Noël 2018 !

Homélie du père Rabel sur l’Evangile de saint Luc, (2,1-14), nuit de Noël ‘C’, le 24 décembre 2018

 

1) Que nous dit cette fête de notre Dieu ? Eh bien qu’il est fragile !

Allons au-delà des images du petit poupon dans la crèche : Noël n’est que le reflet anticipé de Jésus en croix, les 2 évènements n’en faisant qu’un. « Qui me voit, voit le Père » a dit Jésus or, que voyons-nous, à la Nativité comme lors de Passion : un Dieu qui s’est fait fragile et vulnérable. Tout le contraire de l’image que, spontanément, nous nous faisons de la divinité.

 

Un nouveau-né, ça pleure, parce que ça a faim, sur la croix, Jésus va s’écrier : « J’ai soif ». Faim, soif : de quoi ? Notre Dieu est en attente. Dieu qui n’est qu’Amour attend la réciprocité de notre amour, parce qu’un amour n’est amour que s’il trouve à être partagé, s’il suscite une réponse.

 

Aujourd’hui, notre Dieu nous rappelle que s’il s’est fait fragile et vulnérable, c’est parce que l’homme est fragile et vulnérable. Que chaque homme est aussi en attente. En attente d’amour, c’est-à-dire de considération, de dignité. Nous voilà au cœur de l’actualité : Noël n’est pas une pieuse parenthèse !

 

2) Non seulement fragile, mais encore blessé

Parce que Noël, c’est la croix, tout bonnement : le bois de la mangeoire annonce celui de la croix, les langes de l’enfant le linceul et la grotte de Bethléem le tombeau de Jérusalem. Ce qui veut dire que nous avons à panser les plaies de notre Dieu, à soigner ses blessures. Finalement, le libérer de ses langes, le déclouer de la croix.
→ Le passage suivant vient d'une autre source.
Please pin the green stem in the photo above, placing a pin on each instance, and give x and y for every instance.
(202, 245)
Un nouveau-né, vous le savez, c’est comme une éponge d’amour, il ne désire qu’être aimé. Dieu est un Amour blessé, qui doit susciter notre réponse d’amour. Dieu qui se donne par amour attend la réciprocité de notre don. Car l’amour appelle, nécessite le don de l’autre, pour pouvoir être lui-même et exercer sa bonté.

 

Aujourd’hui, la crèche doit être notre cœur : il s’agit d’ouvrir en nous cet espace pour accueillir notre Dieu, pour répondre à son attente. Il faut libérer notre capacité d’amour pour lui donner cette réponse. Et c’est ainsi que nous pourrons devenir réellement des hommes, puisque nous ne naissons à nous-mêmes que dans une relation à un autre. Et cet Autre, c’est ce Dieu qui me fera devenir source, sujet, générosité…

 

3) Un Dieu fragile, blessé, qui nous lance un appel

Puisque Dieu s’est fait homme, l’accueillir en nous doit nous orienter vers chaque homme, vulnérable, blessé. On évoque Noël comme rêve, comme féérie : c’est tout l’inverse. Noël, loin d’être une parenthèse, doit nous pousser à sortir de nos rêveries pour aller à la rencontre de l’autre. Rappelons-nous que le 1er Noël fut tragique : le tyran Hérode, le massacre des innocents, la fuite en Egypte. Notre époque n’est pas moins tragique, mais Dieu a accepté de plonger dans cette misère.

 

Oui, notre société est malade. Alors ce Noël ne doit pas être une parenthèse, mais une vraie réponse d’amour, pour que cette création que le Christ vient renouveler puisse réussir. Noël est un appel à notre responsabilité de co-créateurs. Au sujet de la crise des ‘gilets jaunes’, Mgr Aupetit écrivait : ‘L’oubli de Dieu nous laisse déboussolés et enfermés dans l’individualisme et le chacun pour soi’. A Noël, Dieu s’invite au plus profond de notre cœur, pour que nous devenions son tabernacle vivant. Un grand débat national va s’instaurer : ne sommes-nous pas invités à  y participer, pour que, sur ce fond d’insécurité, nous sachions travailler au Bien commun, à la beauté, la dignité de chaque être humain. Puisque c’est pour lui que Dieu s’est fait homme.